Don’t really know where I’m going with this…Turning Vegan I suppose?

Okay so I was sitting at the dinner table one day looking down at my plate full of chicken. I then looked up at my beautiful budgie (Lily or Lilo, she has two different names because for a whole year I thought she was a girl, only to find out she is really a boy. So now it’s just weird to think she is a boy and that I have to give her a boy name. But okay we will talk about that later). The thought came to my mind that ‘if that was my bird on my plate would I still eat him?” HELL NO. I love animals and always have done from ever since I can remember. ‘So why am I eating them? Why am I not doing what I know is morally right?’

That’s it. I made the decision to stop eating meat then and there. My family thought this was one of my ‘why is the world like this’ moments as I often come out with these random views and lectures about the world from completely OVER THINKING life. Proud to say I proved everyone wrong.

Turning completely vegan was much harder, well, harder in the sense that I knew I couldn’t cut everything out straight away without knowing what else I could eat (still learning btw). I knew that if I did this for real it will be forever so it had to be done properly. I did not force myself to stop eating and drinking certain things, it all happened quite naturally especially after seeing videos on Instagram about the dairy industry. Oh god!

Note to anyone wanting to become vegan: Do not do it if you think it will result in eating chips, pasta, rice and noodles with the occasional salads and fruits. It won’t work.

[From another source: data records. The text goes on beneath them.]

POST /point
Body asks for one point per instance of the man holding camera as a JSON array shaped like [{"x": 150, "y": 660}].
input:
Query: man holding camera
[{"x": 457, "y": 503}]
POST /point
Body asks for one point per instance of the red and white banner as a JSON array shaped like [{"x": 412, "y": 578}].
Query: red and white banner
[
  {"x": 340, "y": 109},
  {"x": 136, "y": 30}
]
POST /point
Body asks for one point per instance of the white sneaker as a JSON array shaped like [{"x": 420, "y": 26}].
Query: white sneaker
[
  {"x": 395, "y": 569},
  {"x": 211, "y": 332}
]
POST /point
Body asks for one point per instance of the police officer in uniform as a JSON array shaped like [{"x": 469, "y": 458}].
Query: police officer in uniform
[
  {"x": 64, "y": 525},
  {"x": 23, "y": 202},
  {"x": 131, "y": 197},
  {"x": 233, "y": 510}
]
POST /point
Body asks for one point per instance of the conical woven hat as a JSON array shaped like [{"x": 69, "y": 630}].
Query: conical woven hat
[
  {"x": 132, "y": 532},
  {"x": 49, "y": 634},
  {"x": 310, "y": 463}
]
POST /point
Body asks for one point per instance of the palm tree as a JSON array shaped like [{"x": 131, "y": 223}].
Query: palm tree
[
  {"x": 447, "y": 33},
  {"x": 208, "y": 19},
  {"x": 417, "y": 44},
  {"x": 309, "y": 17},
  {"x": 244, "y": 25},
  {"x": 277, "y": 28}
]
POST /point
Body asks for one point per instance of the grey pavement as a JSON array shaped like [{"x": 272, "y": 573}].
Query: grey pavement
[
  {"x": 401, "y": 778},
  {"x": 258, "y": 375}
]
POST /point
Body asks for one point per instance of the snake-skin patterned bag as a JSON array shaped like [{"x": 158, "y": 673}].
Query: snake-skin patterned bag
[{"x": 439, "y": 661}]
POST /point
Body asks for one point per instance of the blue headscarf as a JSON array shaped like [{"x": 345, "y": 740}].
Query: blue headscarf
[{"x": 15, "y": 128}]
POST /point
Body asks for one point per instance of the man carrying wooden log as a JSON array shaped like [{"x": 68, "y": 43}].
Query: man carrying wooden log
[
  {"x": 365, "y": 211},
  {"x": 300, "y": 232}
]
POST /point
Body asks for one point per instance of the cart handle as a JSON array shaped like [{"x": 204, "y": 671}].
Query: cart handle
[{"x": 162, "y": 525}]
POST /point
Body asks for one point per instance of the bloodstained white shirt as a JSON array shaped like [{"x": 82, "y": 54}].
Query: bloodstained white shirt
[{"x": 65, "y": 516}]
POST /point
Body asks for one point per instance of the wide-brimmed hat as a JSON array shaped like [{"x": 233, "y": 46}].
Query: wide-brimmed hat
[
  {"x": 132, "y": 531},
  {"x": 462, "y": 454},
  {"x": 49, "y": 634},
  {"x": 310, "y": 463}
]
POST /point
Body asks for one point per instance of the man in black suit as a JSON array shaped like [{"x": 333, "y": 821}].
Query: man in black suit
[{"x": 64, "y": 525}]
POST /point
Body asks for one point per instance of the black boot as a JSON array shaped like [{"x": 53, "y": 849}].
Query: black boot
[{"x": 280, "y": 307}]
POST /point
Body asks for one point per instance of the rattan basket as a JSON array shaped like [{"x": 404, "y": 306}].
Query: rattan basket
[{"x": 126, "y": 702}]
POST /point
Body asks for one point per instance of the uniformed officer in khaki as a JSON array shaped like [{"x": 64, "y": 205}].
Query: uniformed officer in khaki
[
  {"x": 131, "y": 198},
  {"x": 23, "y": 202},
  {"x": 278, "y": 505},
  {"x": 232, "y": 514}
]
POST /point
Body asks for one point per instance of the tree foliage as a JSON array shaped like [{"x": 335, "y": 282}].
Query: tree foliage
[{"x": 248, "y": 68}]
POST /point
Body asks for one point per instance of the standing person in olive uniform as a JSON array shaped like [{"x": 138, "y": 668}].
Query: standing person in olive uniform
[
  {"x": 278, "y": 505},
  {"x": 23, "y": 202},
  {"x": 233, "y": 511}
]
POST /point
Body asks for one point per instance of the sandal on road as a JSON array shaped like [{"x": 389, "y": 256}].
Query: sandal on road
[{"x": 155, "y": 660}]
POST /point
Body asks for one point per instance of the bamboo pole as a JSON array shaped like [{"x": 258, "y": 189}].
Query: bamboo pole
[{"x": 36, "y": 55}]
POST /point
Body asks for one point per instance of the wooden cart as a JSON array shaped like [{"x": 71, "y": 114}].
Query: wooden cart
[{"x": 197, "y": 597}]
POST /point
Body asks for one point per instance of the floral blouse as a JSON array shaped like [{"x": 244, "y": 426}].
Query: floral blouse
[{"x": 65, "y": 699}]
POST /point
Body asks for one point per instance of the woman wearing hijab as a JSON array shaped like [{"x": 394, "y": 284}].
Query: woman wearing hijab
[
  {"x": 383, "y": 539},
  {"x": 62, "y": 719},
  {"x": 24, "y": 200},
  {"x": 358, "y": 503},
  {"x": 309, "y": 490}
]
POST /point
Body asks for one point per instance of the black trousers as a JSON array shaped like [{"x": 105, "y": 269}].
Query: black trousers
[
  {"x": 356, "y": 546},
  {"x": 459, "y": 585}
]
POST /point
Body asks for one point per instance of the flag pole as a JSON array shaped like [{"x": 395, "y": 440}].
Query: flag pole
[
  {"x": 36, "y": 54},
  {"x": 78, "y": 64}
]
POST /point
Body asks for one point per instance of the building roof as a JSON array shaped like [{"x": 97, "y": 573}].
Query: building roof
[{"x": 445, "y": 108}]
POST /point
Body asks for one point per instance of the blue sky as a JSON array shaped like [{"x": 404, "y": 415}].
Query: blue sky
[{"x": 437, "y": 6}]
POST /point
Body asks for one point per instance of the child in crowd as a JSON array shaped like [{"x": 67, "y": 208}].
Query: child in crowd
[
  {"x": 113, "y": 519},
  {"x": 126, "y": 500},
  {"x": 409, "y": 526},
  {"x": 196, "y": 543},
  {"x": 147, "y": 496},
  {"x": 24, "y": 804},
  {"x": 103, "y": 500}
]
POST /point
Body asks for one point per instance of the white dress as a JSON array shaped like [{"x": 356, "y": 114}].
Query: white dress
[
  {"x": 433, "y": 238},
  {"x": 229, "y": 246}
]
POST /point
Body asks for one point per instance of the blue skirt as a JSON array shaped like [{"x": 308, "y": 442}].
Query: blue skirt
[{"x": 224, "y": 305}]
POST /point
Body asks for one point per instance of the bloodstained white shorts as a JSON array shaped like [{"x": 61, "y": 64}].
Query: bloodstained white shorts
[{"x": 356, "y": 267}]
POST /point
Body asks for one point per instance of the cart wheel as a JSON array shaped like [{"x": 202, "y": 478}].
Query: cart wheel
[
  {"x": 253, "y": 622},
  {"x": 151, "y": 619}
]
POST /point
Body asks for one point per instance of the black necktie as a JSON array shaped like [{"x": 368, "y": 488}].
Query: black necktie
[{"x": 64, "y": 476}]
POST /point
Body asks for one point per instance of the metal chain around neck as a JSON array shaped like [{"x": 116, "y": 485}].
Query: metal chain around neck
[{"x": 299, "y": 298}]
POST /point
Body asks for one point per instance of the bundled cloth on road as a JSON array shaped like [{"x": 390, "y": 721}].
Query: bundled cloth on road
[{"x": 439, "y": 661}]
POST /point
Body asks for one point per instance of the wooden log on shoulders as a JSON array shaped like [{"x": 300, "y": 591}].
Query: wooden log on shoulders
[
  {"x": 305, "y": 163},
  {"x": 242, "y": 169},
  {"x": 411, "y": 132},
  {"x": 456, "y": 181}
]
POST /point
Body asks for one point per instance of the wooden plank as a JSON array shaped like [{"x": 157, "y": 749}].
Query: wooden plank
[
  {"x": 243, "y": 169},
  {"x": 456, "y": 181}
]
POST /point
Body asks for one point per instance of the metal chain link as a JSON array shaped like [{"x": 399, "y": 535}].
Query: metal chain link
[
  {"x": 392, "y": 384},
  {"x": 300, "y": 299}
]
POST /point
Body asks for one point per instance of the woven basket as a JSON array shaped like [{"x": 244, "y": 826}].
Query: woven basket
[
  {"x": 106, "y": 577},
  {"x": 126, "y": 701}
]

If you feel you have to force yourself to the point where it makes you unhappy. STOP! Yes it is good to be aware of what you eat but being happy is so much more important. This is coming from an animal lover so believe me.

Any way long story cut short (or was this not short at all? I don’t know) becoming vegan was the best thing I’ve ever chosen to do. It’s not just morally satisfying, it’s also SO HEALTHY! I feel a lot better within myself. No matter how many people tell me otherwise. I have blood tests to prove it.

P.s I don’t know how this even makes sense but it seems not even blood tests are enough to prove to people that there is nothing wrong with me.